If you are arguing that the dogma of the Real Presence, then you are right to focus on John 6 for your scriptural basis. Repeatedly, Jesus makes the claim, and those listening obviously understand his meaning to be literal, as evidenced by their horrified reaction.
If you are arguing about the consecration, why would you focus on John 6 and ignore the four times the institution of the Eucharist is told (3 in the synoptics and one in Paul's letter to the Corinthians). The statements "this is my body" and "this is my blood" are straightforward enough.
i) My logic parallels the logic of the CCC. Any illogicality is a reflection of the original source. Thanks for agreeing with me.

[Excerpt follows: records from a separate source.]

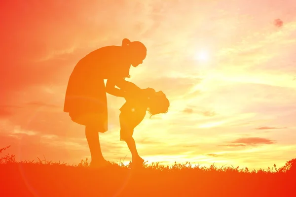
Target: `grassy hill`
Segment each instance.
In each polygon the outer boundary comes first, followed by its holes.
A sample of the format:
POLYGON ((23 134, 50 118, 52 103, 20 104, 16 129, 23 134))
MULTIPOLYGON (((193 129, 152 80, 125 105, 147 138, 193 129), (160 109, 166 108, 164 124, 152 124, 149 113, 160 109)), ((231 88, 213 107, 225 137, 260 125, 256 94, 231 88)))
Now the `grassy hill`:
POLYGON ((94 169, 87 160, 70 165, 14 158, 7 154, 0 159, 0 197, 296 196, 295 159, 278 168, 250 171, 189 163, 141 169, 113 163, 94 169))

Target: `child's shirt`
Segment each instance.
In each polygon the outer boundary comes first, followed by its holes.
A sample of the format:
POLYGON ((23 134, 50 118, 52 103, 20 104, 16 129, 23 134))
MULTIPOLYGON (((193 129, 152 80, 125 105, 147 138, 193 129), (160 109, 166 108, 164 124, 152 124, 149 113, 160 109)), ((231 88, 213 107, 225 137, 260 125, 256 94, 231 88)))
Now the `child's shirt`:
POLYGON ((119 109, 121 112, 146 112, 148 107, 149 98, 142 94, 135 97, 125 98, 126 102, 119 109))

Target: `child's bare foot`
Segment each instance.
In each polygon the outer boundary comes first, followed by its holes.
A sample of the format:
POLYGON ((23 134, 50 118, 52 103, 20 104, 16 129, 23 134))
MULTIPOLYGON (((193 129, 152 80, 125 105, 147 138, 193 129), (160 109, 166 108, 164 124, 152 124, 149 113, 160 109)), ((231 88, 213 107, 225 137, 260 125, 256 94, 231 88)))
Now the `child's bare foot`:
POLYGON ((133 159, 132 160, 131 165, 133 166, 142 166, 143 165, 144 160, 141 157, 137 159, 133 159))

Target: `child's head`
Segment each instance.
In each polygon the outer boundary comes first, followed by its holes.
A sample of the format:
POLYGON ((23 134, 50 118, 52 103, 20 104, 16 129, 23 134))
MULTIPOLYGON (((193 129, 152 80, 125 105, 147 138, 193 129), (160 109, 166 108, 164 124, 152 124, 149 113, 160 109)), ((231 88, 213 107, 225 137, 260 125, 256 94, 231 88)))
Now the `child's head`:
POLYGON ((170 106, 170 101, 162 91, 156 92, 150 97, 148 112, 153 115, 167 113, 170 106))
POLYGON ((146 47, 143 43, 139 41, 131 42, 128 39, 124 38, 122 40, 122 46, 128 49, 130 55, 131 64, 133 66, 137 67, 143 63, 147 53, 146 47))

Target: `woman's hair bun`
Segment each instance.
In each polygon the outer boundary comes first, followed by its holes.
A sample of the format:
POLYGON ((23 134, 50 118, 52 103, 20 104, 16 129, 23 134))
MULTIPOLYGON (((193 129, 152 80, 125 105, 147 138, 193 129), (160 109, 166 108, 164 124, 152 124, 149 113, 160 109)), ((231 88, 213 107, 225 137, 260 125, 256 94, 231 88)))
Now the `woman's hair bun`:
POLYGON ((131 41, 127 38, 124 38, 122 40, 122 46, 127 46, 131 43, 131 41))

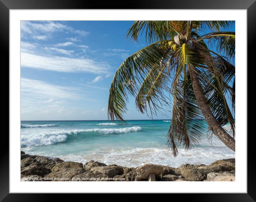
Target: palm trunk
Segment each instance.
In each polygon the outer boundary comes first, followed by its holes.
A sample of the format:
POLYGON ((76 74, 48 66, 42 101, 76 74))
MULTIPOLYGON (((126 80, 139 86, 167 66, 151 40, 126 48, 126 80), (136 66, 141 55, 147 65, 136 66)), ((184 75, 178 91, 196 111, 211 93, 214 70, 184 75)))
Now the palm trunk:
POLYGON ((222 127, 220 126, 216 118, 211 111, 207 103, 207 99, 205 96, 197 74, 194 66, 188 67, 192 86, 197 103, 209 126, 212 129, 216 136, 228 147, 235 151, 235 141, 222 127))

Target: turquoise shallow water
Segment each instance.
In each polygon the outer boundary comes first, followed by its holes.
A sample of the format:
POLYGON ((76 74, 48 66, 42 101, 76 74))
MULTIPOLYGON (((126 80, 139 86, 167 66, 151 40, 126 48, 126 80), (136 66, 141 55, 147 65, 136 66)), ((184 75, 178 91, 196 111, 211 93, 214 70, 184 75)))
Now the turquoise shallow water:
MULTIPOLYGON (((130 167, 148 163, 174 167, 186 163, 207 165, 235 158, 235 152, 217 138, 211 145, 206 135, 200 147, 188 151, 181 148, 173 157, 166 145, 170 122, 133 120, 118 125, 106 121, 22 121, 21 149, 65 161, 84 163, 94 160, 130 167)), ((206 124, 206 133, 207 128, 206 124)))

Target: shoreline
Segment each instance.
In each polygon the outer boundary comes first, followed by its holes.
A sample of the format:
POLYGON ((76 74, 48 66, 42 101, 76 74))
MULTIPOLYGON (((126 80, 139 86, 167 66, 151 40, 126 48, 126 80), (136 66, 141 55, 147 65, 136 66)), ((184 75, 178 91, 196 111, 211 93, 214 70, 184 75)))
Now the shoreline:
POLYGON ((235 159, 208 165, 182 164, 177 168, 147 164, 136 167, 107 165, 90 161, 84 164, 59 158, 21 152, 21 181, 235 181, 235 159))

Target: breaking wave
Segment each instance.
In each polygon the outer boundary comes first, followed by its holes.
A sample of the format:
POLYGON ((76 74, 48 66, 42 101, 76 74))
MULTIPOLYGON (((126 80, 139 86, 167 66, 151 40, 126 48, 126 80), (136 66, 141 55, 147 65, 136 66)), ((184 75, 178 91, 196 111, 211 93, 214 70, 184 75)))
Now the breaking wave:
POLYGON ((115 123, 98 123, 97 125, 102 125, 103 126, 117 126, 117 124, 115 123))
POLYGON ((59 142, 65 142, 67 140, 68 135, 76 135, 80 132, 92 132, 108 135, 114 133, 126 133, 141 130, 141 127, 134 126, 121 128, 93 128, 49 131, 37 134, 22 135, 21 145, 21 147, 24 147, 27 146, 53 145, 59 142))
POLYGON ((22 128, 40 128, 41 127, 50 127, 57 126, 56 124, 21 124, 22 128))

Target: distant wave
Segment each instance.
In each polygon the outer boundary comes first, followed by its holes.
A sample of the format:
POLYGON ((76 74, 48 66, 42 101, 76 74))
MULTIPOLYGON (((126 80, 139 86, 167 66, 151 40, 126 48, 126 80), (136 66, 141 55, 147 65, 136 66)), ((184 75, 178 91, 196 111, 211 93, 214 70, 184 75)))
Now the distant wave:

ii) I’m arguing about the dogma of the Real Presence (allegedly) in Jn 6 and the words of institution elsewhere because that it how the CCC argument is put together. The CCC supplies the framework for my reply.
In your article you suggest it is incorrect to use connect scripture from one book of the Bible to scripture from another book of the Bible:
"But there are not a few problems with this move. To begin with, it isn’t very sound exegetical method to complete your interpretation of one writer by ransacking another author. This is, frankly, a way of filling in the gaps of an interpretation that goes beyond the textual evidence."
No, my objection was more specific than your introductory sentence makes it out to be.
If this is truly what you meant, one must wonder if you are truly Christian. The Muslims believe the Koran was dictated by Allah in Arabic to Mohammed, who captured every word. Christians believe the Word of God to be the word of God but written by men. For this reason, we speak of the Psalms of David and the Book of Hosea.
Now you’re going off on a tangent.
The historical-critical analysis school of biblical study popularized by German theologians in the 19th century suggested ideas about the authors of the texts, but it is a departure from Christian tradition to assume that the full interpretation of the Divine Revelation is found in a single book of the bible.
i) I don’t endorse the historical-critical method. Rather, I endorse the grammatico-historical method. It’s your church which has adopted the liberal Lutheran grammatico-historical method.
ii) Your recourse to Christian tradition assumes what it needs to prove.
St. Paul is liberal with his quotations and citations from the Psalter and from the major prophets like Isaiah. Is St. Paul not using a "sound exegetical method?"
Your comparison breaks down at the very point where it needs to hold up. If Paul were quoting John or vice versa, then, of course, we’d know that Paul was extending or supplementing Jn 6. In that case, the connection would be valid because the connection would be intended and evident.
You claim we have here "clearly a dogma in search of a prooftext. The dogma comes first." Of course the dogma comes first, for the dogma comes from God. That is what a dogma is: some authoritative, unchanging divine truth. As creatures of God we do not necessarily have the lexicon of the Creator and may employ a doctrine that is our best effort at explaining concepts that are beyond the confines of time and space and creation.
That’s a rather obscure statement:
i) Are your dogmas divinely revealed or not? If they’re revealed, then revelation comes first. That’s the source of your knowledge of dogma. If not that, then what?
You seem to be confounding the orders of knowing and being. Metaphysically speaking, divine truth is prior to divine revelation--but epistemically speaking, divine revelation is prior to divine truth. We formulate dogma in light of God’s dogmatic disclosures. That, at least, represents Reformed theological method.
ii) Now you seem to be giving a Kantian cast to truth—that divine truth is some noumenal, ineffable whatever.
You’re welcome to your opinion, but if our spatiotemporal categories fail to capture then truth, then Catholic dogma can’t right or wrong, true or false. How can something with no truth-value be authoritative?
iii) It will hardly suffice to say that we try to do the best we can, for that assumes an approximation to the truth--but if the truth is unknowable, then you have no basis of comparison.